The history of the sport is equally as impressive as the mind-blowing stunts. Initially the sport was dubbed skurfing. As far back as the early to mid 70’s people were attempting to “board” behind a boat. The equipment of the time was naturally primitive. The boards were made of polyethylene and bared resemblance to that of a water ski. This proved to be difficult to get up on and had the responsiveness of a lead zeppelin. In the late 80’s the skurfer reared its overly buoyant head. This board had the face of a surfboard and the ability to keep a Humpback Whale afloat. It was made of plastic and stuffed to the core with foam. Foot straps were used to keep the rider on the board—relatively speaking. This board floated way too much and as a result was difficult to get up on. The next stage of evolution took place in 1991 under the guidance of water ski guru Herb O’Brien. He put out the first compression fiber molded (fiberglass) board. O’Brien furthered the footing design by adding heal straps to the already existing foot straps. These heel straps, although a sketchy improvement, held a riders feet more firmly in place, giving him/her more control over the board. In 1993 the innovation of the boot hit the market. The boot encloses the rider’s foot, giving him/her maximum control and foot stability. In 1994 the sport exploded to a new level. By this time snowboarding had established itself as a strong capital commodity, thus earning its place on the slopes side-by-side with the traditional two-plankers. Because of the uncanny similarities between wakeboarding and snowboarding, many riders began to use the wakeboard as a summer crossover training device. This essentially revolutionized the sport because many snow-riders took to the wake armed to the teeth with an arsenal of tricks. Aside from the tricks, snowboarding has had some input into the development of today’s equipment.
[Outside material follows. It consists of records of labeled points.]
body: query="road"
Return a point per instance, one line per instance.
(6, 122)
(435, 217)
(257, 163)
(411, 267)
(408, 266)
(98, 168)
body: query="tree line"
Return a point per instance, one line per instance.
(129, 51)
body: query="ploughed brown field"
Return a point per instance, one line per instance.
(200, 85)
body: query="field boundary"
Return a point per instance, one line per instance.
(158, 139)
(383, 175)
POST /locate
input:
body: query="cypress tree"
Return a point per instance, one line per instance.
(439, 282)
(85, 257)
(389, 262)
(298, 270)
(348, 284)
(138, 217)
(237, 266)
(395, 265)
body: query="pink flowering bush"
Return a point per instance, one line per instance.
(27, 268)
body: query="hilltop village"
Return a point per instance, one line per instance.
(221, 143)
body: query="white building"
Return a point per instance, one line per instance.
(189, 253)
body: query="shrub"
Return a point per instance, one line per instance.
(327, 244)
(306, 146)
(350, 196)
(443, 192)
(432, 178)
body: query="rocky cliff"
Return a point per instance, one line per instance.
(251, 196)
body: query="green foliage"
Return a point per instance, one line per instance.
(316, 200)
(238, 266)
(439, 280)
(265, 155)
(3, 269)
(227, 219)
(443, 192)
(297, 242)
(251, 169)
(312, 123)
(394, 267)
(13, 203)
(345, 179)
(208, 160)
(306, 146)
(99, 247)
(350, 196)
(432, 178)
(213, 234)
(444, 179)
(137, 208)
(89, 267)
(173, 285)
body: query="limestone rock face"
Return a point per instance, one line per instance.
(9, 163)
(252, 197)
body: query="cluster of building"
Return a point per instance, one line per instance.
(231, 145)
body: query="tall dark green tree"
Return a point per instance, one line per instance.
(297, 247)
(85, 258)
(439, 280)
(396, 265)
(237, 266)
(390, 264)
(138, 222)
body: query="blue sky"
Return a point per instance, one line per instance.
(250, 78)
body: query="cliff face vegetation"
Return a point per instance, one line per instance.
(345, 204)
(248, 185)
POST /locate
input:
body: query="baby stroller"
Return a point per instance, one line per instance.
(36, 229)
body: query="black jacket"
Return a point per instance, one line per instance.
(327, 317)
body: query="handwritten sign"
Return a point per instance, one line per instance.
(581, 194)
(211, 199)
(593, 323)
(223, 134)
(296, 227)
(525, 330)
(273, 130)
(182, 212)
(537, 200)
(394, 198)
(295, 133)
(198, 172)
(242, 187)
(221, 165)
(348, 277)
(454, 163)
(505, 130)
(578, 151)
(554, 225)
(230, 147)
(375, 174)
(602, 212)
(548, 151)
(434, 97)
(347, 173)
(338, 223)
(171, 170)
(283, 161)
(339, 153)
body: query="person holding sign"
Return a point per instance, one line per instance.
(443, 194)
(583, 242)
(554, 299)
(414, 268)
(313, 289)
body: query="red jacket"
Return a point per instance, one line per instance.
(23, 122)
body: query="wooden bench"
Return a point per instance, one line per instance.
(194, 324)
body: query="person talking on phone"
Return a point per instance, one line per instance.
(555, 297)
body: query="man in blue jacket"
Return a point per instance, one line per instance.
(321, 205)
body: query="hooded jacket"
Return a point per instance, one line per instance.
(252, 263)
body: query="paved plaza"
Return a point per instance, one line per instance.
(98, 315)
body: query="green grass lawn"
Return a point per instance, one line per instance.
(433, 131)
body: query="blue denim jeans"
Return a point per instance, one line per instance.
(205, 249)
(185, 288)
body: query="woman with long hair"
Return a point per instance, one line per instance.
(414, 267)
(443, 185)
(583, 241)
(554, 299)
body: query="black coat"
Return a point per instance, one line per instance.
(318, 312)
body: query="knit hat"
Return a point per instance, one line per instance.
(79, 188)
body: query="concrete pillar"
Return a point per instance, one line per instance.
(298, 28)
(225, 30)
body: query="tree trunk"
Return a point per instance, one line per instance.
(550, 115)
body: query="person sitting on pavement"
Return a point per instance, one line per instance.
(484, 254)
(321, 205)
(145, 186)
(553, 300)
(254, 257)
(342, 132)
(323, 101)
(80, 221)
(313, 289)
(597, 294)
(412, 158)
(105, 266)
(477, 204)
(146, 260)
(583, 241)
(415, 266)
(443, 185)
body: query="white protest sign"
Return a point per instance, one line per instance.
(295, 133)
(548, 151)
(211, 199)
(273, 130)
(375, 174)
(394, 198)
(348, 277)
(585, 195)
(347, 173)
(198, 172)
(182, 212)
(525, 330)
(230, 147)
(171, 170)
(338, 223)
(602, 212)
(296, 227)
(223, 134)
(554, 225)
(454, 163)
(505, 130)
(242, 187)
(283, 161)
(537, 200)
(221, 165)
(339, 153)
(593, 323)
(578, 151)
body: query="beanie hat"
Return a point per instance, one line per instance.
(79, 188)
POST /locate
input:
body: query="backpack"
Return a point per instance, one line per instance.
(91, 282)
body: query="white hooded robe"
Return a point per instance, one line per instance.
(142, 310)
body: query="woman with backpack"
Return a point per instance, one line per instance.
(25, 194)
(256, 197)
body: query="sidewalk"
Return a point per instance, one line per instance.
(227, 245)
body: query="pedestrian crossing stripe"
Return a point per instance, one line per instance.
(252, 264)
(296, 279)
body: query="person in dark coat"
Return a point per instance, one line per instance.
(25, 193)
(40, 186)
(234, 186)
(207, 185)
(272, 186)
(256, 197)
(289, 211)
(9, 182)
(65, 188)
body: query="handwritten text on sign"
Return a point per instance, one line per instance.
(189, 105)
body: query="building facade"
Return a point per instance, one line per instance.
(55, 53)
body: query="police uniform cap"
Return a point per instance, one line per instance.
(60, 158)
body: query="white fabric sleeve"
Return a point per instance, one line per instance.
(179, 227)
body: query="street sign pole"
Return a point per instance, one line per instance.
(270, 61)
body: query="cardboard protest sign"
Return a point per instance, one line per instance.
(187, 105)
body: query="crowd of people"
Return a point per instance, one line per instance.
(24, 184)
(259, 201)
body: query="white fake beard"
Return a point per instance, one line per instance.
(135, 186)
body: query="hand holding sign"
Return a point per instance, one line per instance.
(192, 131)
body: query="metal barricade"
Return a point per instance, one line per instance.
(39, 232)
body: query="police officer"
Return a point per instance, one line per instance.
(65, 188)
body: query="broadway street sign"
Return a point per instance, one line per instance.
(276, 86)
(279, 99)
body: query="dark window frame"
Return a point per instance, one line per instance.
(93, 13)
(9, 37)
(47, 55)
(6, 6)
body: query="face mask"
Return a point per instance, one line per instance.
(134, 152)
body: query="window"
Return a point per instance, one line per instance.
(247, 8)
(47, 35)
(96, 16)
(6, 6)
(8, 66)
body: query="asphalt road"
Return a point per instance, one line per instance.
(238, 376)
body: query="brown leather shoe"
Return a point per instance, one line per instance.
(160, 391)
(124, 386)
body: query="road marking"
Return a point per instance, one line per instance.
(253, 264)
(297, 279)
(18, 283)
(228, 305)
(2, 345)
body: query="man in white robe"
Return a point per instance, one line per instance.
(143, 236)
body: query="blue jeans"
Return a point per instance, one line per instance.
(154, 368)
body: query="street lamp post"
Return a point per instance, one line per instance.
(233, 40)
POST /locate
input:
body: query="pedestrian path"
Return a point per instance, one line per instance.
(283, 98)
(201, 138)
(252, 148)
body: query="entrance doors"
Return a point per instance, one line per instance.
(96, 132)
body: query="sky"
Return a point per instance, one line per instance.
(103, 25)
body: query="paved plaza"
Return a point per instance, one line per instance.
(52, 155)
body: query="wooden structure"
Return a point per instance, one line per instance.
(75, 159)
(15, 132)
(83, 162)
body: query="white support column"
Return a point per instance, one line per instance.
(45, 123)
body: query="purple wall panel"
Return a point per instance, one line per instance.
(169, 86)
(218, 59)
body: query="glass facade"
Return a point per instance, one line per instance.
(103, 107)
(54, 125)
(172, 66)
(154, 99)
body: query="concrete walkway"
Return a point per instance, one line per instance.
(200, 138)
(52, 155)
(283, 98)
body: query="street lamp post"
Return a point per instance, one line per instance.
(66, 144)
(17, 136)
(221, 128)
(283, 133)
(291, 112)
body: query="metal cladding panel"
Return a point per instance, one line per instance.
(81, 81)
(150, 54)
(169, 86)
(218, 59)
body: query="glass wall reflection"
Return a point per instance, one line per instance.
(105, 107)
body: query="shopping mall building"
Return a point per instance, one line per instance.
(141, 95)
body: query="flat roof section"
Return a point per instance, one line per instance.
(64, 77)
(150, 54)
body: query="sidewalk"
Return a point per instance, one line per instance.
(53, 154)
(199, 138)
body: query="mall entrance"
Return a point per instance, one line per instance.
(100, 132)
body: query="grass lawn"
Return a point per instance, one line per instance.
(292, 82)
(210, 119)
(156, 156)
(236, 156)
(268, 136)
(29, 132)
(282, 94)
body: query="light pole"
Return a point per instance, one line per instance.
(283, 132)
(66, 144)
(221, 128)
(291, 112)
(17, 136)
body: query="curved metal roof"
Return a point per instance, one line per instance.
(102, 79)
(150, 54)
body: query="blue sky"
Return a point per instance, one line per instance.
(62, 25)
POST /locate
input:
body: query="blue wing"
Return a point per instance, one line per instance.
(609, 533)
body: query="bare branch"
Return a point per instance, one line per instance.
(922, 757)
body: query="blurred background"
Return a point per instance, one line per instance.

Around 1994 wakeboards started to become symmetrical, with fins on the front and back (fins, like other water devices, provide stability and tracking ability). This allowed the boarder to execute tricks that called for a backwards take-off or landing (referred to as fakie or switch). If you observed the board trends in snowboarding at the time, you would have seen many riders cruising on freestyle boards. These boards are symmetrical which eliminated any differences between the nose and the tail. In snowboarding there are three basic types of rides: freestyle, free ride and alpine. Wakeboarding is less diverse than its winter cousin so freestyle is pretty much the industry norm. However, the boards do come in a couple of shapes. The wider the board the more stable it is. This allows for a rider to attack the waves more aggressively and take to the air with greater ease. In fact I lost my wakeboarding virginity on a wide board. I used a Hyperlite137 Fluid (manufactured by HO). Apparently this wide board is designed to suit a rider with a “skate/snow style of riding.” A narrower design will make a board faster, carve harder (with more power) and provide a better plane for freestyling.
The pricing mirror reflects the snowboard market. Low-end boards with the price of boots included, range from $250-$300. An intermediate board will run you between $400-$500, while high-end boards will put around a $700 gouge in your wallet.
Despite the flashy photos of boarders flying in bare-skinned acrobatic splendor, a life jacket is a must. Not only is it the law, it wouldn’t take much to knock yourself unconscious— despite water’s deceptive forgiveness. Safe operation requires a spotter as well as a driver. Keep the speed between 15 and 20mph and enjoy!